# Anodizing, and radiator modding for a Bgears b-envi



## PartyLikeARockStar (Jul 17, 2008)

I got one of the bgears b-envi from Micro Center in Rockville(a stone's throw from Wash, D.C.), and it looks great! I am prototyping it for use in some of the cases my new company wants to use to make some LAN gaming boxes and HTPCs.







I want advice/opinions on 2 things:

What do you think it would look like prepping the mobo tray and alum chassis like this to aviod painting headaches and also roll out finished cases/systems sooner (props to overclock3d.net! http://www.overclock3d.net/articles.php?type=3&id=43&page=1&desc=customise_your_case_with_annodising)

Also I need to somehow fit in a massive 240mm Swiftech rad in here,






 and modding the front is not an option, as it has a sexy touch-senstive power/reset setup that I want to keep.


----------



## calvary1980 (Jul 17, 2008)

> What do you think it would look like prepping the mobo tray and alum chassis like this to aviod painting headaches and also roll out finished cases/systems sooner (props to overclock3d.net! http://www.overclock3d.net/articles....ith_annodising)



?

you wont fit a radiator of that size inside that case, try a MCR120. 

something like this but you will lose your exhaust fan unless you mount up top.

- Christine


----------



## PartyLikeARockStar (Jul 18, 2008)

calvary1980 said:


> you wont fit a radiator of that size inside that case, try a MCR120.
> 
> something like this but you will lose your exhaust fan unless you mount up top.
> 
> - Christine




Christine, I am hoping in a modder's forum, that we can have a better response than that 
I've googled and found a 220 mounted on a Thermaltake Lanbox Lite, and this is slightly bigger than that IIRC. It might be time for some hot Dremel lovin'.

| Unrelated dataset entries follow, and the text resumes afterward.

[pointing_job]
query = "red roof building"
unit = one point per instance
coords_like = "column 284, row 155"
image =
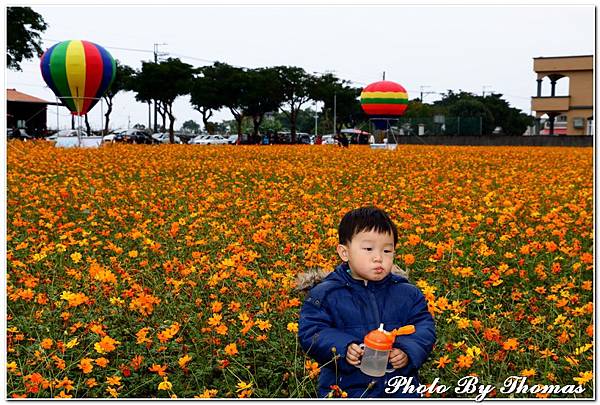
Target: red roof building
column 25, row 111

 I don't need the 2nd HD bay, and also won't be using the 2.5" removable, so I can cut those out if need be. Also the support bars on each side are a PERFECT 12" for cathodes! Hope to report soon with some progress, also can a mod move this over to worklogs once I get some pics posted? Thanks!


----------



## calvary1980 (Jul 20, 2008)

yeah ON the case. you said in the case,  you also specified it was probable you were making more than 1 unit. maybe it would look presentable if you made a matching housing to shroud the radiator in on top, I chose the 5.25 because the Swiftech Micro Res fits i'm not sure if it will fit in the hard drive rack.

I also had this idea. well I stole it from Koolance lol *drum roll*






*the bitch box* 

which is essentially everything internal, external. you can create this using aluminum sheets, stick a LED therm in the front, fill cap on the top side of res compartment, holes for ventilation in radiator compartment, one line hole through all 3 compartments with rubber trim for tubing and wiring, one hole on the bottom and top of chassis. even put some industrial rubber feet on it, paint it black. pretty simple

- Christine


----------



## erocker (Jul 20, 2008)

I don't know if you want to cut the case on top to mount anything.  You may run into issues with the DVD drive and the rear fan.  You could use a couple radboxes for the top.  Personally, I would try to think of a way to split the side window and mount it on it's side, using the fans as an exhaust for the case and an intake for the radiator.


----------



## commandercup (Jul 20, 2008)

if you want to save space, you could get the MCR 220 with the reservoir integrated? then you can just mount that one piece and a apogee drive kit... or a small pump and a waterblock.


----------